Sunday, 15 November 2015

The Gaybo Revolution

It is no exaggeration to call Gay Byrne a colossus of the Irish broadcasting world. Throughout the latter half of the twentieth century, as host of both The Late Late Show and The Gay Byrne Show, he played a seminal role in the shift in Irish society and culture from the Church-dominated, fearful state of the early 1960s to the modern, multicultural Ireland of today.

Reviled and revered in equal measure, Byrne was ‘the great window-opener’ and a ‘media lay priest’ who shone a spotlight on some of the darkest and most taboo areas of Irish life. Using media articles, letters to Irish newspapers, recent studies of Irish culture, quotes from Byrne himself and a re-examination of his original broadcasts, The Gaybo Revolution explores how Byrne and his programmes provided a forum for popular debate and were catalysts for change in Irish life.

Examining controversies that shocked the nation, such as the Bishop and the Nightie affair, and the Ann Lovett letters, as well as seminal interviews with Annie Murphy, Pádraig Flynn, Gerry Adams and Terry Keane, Finola Doyle-O’Neill takes us on a journey through Ireland’s recent past. The Gaybo Revolution will appeal to anyone who is interested in the evolution of Irish society and culture in the late twentieth century. 

A fantastic read which lays bare much of the journey not just one TV show took but an entire nation on a Saturday night. This is one book that should be 'one for everyone in the audience'.
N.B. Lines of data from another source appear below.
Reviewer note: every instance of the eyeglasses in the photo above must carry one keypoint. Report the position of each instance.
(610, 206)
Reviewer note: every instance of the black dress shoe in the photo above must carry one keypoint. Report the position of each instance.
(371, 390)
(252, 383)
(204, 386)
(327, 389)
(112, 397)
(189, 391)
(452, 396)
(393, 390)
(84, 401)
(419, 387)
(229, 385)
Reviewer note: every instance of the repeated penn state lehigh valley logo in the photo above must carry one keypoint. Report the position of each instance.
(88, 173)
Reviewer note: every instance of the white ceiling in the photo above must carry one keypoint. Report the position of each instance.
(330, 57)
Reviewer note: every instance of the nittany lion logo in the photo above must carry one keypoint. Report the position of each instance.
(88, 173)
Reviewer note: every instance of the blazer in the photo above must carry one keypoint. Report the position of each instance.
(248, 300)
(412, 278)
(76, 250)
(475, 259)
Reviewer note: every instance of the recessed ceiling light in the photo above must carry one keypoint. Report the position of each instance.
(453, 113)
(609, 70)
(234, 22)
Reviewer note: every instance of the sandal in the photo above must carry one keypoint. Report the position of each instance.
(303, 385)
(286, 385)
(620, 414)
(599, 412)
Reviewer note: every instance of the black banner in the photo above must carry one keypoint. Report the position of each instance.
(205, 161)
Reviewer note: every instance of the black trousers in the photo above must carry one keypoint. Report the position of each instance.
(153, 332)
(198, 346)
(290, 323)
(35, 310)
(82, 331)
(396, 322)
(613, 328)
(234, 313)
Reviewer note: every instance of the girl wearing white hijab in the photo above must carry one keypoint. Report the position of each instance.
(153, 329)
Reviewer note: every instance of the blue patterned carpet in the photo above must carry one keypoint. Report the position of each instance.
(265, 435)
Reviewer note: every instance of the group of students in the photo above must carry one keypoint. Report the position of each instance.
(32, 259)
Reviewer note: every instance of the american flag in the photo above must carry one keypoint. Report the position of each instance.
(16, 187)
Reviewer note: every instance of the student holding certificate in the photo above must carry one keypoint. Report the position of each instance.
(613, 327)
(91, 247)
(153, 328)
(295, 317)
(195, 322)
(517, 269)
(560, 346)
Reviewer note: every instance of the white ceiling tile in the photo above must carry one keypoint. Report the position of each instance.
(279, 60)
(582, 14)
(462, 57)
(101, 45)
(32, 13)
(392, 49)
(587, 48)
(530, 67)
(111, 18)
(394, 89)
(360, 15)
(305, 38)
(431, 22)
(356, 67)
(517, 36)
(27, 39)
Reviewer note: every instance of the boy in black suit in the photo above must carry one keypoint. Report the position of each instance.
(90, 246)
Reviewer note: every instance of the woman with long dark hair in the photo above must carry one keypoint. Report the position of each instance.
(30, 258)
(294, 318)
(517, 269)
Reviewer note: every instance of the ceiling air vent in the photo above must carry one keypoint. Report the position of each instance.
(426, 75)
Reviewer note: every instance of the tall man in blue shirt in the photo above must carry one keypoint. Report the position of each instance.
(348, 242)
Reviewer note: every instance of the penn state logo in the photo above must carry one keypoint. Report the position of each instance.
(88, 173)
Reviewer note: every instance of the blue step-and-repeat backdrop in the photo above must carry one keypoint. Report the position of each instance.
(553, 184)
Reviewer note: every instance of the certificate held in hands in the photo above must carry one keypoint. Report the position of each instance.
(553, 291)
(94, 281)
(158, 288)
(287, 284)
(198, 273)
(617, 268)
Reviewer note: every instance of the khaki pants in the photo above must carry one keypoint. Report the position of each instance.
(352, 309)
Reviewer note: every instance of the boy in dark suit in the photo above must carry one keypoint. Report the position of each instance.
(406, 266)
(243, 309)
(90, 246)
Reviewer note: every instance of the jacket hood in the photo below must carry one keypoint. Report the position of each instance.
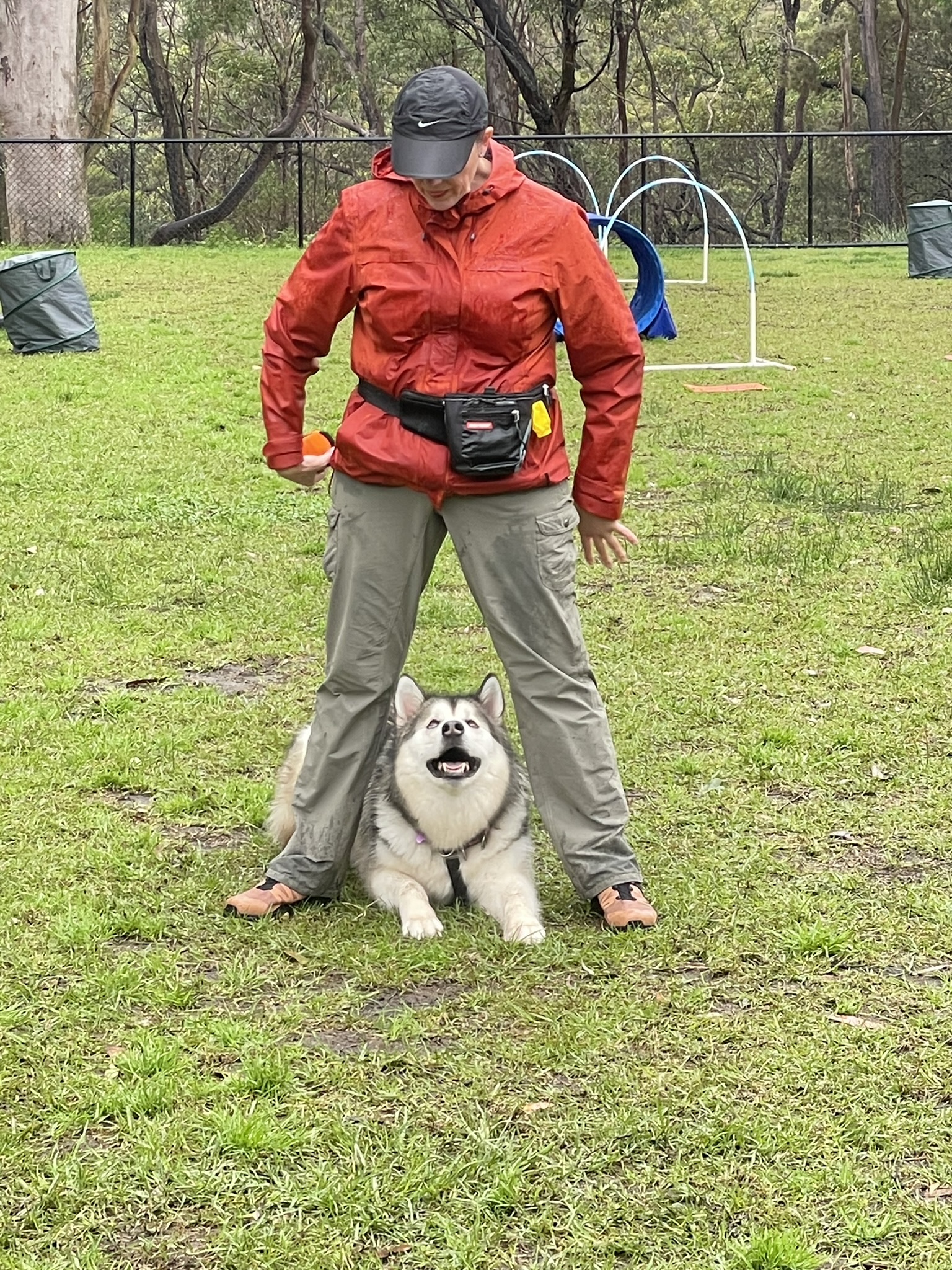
(505, 178)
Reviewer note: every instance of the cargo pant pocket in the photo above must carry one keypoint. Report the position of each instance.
(557, 549)
(330, 546)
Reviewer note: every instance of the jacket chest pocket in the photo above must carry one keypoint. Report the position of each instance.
(511, 304)
(395, 296)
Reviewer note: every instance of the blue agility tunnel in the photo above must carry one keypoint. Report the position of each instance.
(648, 305)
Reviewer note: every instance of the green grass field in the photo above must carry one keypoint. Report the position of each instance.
(763, 1083)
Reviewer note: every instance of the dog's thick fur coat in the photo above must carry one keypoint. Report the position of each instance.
(446, 784)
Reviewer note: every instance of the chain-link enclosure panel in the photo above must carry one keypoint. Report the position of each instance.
(792, 191)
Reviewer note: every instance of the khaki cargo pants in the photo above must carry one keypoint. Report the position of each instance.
(518, 553)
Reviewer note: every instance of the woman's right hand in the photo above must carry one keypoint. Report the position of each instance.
(310, 470)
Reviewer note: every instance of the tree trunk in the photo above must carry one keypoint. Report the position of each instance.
(787, 151)
(359, 69)
(190, 226)
(845, 75)
(104, 93)
(501, 92)
(880, 158)
(896, 112)
(167, 104)
(46, 186)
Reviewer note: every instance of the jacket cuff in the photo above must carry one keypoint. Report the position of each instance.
(597, 500)
(288, 459)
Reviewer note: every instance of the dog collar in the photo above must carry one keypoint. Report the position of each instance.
(461, 895)
(479, 841)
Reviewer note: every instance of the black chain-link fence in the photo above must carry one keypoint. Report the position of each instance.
(822, 197)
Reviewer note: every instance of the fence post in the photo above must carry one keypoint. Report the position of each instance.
(300, 193)
(133, 193)
(810, 191)
(641, 180)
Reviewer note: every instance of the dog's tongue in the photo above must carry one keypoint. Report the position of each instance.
(454, 769)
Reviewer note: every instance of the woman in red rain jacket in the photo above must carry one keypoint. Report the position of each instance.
(456, 269)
Author Dr Finola Doyle-O’Neill is a broadcast historian with the School of History at UCC where she lectures in Ireland’s Film and Media History. She has contributed widely to public debates and conferences on Ireland’s media history, and was convenor of TV50, a collaboration between UCC and RTÉ celebrating 50 years of television in Ireland. 

Saturday, 7 November 2015


I have recently listened to some of the great OTR (Old Time Radio) stations through the 'tunein' app and two thoughts occurred to me. Firstly having listened to so many great programmes from the golden era of US radio, I feel in Ireland we have lost so much great radio from RTE because of the lack of recordings which in turn was due to the lack of finances afforded to the state broadcaster.

The golden era of US radio is usually associated with the late thirties, forties and fifties up to the period when television began to replace radio drama as radio moved more to music and news delivery. On stations such as WNAR, Antioch 1710 or Rumsey Retro Radio you can hear some great dramas such as The Whistler, Suspense or The Lives of Harry Lime (from the Third Man starring Orson Wells), comedy programmes like You Bet Your Life with Groucho Marx, The Jack Benny Show or Abbot & Costello.

Perhaps Irish programmes such as one off dramas or The Kennedy's of Castleross would be worth listening to again. Reviews for Radio Eireann programmes were often flowing with praise and how I would love to hear some of the great Irish actors who appeared on the radio.

Secondly stations in the US such as WNAR are available on line but also on medium wave (AM) as a microstation. A microstation broadcasts locally on very low wattage but they are able to broadcast to niche markets without much big brother controls from the FCC. Perhaps a similar system of low powered transmitters could be employed in Ireland on AM frequencies in around 1500 - 1600 Khz where no Irish stations exist and low power would cause little interference to UK stations.